Comparison of diagnostic value of different low-dose dexamethasone suppression test in Cushing's syndrome screening

Ning Wang1, Dongmei Zheng1,()   

  1. 1. Department of Endocrinology and Metabolism, Shandong Provincial Hospital affiliated to Shandong University, Jinan 250000, China
  • Received:2018-04-28 Online:2018-05-28 Published:2018-05-28
  • Contact: Dongmei Zheng
  • About author:
    Corresponding author: Zheng Dongmei,Email:

Abstract:

Objective

To evaluate the diagnostic value of different doses (1 mg and 2 mg) of overnight dexamethasone suppression test (ODST) in the screening of Cushing's syndrome, and to explore the optimal screening drug dose and cut point; in order to increase the detection rate of this disease in clinical work, and to reduce the adverse reactions that the drug may cause to human body.

Methods

A retrospective analysis was performed on the clinical data of 96 patients with Cushing's syndrome (the Cushing's syndrome group) and 61 clinical suspected cases (the non-Cushing's syndrome group) admitted to the Department of Endocrinology and Metabolism of the Provincial Hospital Affiliated to Shandong University from Jan. 2000 to Dec. 2017. Under the same diagnostic cut-point, the degree of serum cortisol inhibition, diagnostic sensitivity, specificity, and false-positive rate after different dose tests were compared.

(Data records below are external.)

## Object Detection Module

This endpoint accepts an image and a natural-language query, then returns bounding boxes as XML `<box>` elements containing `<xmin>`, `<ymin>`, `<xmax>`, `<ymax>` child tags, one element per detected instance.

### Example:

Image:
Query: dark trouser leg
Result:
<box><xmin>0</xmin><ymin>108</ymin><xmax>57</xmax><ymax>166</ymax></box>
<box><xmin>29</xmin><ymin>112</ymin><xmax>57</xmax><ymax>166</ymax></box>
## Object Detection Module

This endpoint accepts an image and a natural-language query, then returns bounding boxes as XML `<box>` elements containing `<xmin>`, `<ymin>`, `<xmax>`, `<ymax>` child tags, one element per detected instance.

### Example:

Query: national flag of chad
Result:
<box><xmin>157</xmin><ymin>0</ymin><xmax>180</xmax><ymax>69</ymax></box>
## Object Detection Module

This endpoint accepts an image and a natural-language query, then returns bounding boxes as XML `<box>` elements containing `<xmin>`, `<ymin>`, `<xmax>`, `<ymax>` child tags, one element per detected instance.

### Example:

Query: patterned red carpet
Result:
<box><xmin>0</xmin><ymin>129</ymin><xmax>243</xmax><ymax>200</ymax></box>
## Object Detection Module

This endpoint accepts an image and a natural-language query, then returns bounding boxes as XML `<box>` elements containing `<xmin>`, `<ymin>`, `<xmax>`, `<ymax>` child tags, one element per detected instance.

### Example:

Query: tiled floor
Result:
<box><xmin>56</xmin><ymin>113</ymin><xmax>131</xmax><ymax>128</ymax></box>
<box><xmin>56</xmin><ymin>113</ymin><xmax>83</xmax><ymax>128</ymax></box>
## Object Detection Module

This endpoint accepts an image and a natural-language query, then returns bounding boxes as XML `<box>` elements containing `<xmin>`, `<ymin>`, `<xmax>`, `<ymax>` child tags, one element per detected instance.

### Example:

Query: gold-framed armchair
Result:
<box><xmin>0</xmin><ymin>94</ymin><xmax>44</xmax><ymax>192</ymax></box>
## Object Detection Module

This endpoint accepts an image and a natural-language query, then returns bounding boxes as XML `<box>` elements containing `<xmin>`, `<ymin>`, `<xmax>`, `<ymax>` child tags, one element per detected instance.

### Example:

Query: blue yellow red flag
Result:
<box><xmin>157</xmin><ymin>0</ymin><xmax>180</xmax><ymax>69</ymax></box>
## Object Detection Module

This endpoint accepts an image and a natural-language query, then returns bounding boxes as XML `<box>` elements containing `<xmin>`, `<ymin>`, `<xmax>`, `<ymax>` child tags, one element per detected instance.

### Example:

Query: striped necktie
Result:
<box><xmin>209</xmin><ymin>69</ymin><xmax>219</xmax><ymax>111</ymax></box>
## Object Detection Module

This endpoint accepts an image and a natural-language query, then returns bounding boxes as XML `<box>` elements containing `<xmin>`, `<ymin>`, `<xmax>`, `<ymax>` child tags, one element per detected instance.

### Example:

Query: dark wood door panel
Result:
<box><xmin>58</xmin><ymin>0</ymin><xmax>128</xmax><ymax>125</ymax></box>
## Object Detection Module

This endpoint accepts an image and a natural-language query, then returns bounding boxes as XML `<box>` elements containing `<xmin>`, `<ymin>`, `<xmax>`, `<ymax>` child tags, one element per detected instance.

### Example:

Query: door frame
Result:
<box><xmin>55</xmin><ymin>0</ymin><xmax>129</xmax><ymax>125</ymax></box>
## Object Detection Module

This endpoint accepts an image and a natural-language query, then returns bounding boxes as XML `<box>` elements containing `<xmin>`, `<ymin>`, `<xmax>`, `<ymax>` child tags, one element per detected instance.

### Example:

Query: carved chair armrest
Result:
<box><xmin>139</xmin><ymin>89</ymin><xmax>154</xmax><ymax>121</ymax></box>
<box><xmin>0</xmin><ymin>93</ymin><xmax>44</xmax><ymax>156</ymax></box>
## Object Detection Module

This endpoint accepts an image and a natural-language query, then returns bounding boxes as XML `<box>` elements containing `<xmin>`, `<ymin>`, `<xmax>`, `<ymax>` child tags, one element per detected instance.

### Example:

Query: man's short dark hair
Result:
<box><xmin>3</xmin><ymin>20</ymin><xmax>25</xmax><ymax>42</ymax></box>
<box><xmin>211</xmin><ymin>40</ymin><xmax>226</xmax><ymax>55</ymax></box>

And at the same dose of drug, the sensitivity and specificity of different diagnostic cut-points in disease screening were compared.

Results

In the 1-mg ODST, the cortisol inhibition rate was 17.9% in the Cushing's syndrome group and 78.7% in non-Cushing's syndrome group. And in the 2-mg ODST, the cortisol inhibition rate was 24.2% in the Cushing's syndrome group, compared with 87.2% in the non-Cushing syndrome group. When taking the serum cortisol at 8:00 on the day of the test as basal value and taking serum cortisol < 50 nmol/L (1.8 μg/dl) on the following day as the diagnosis cut-off point for Cushing's syndrome, the diagnostic sensitivity and specificity for the 1-mg ODST were 100% and 42.8%, respectively; and that for the 2-mg ODST were 100%, and 69.7%, respectively. If taking serum cortisol < 138 nmol/L (5 μg/dl) on the following day as the diagnosis cut-off point, the sensitivity and specificity of 1-mg ODST in the diagnosis of Cushing's syndrome are 100% and 85.7%, respectively; and that for the 2-mg ODST were 100% and 93.9%, respectively. In the screening of Cushing's syndrome, 2-mg ODST was more accurately than 1-mg ODST at the same diagnostic site. And at the same dose, taking serum cortisol at 8:00 on the following day was <138 nmol/L (5 μg/L). Dl) as the diagnostic cut point brought no significant difference in diagnostic sensitivity, but could give higher specificity and more accurate diagnosis rate.

Conclusions

In the screening process of Cushing's syndrome, when taking the serum cortisol at 8:00 on the following day <138 nmol/L (5 μg/dl) as the diagnosis point of Cushing syndrome, the diagnosis accuracy rate of 2-mg ODST improved significantly with more accurate diagnose result, which is worth popularizing and applying in practice.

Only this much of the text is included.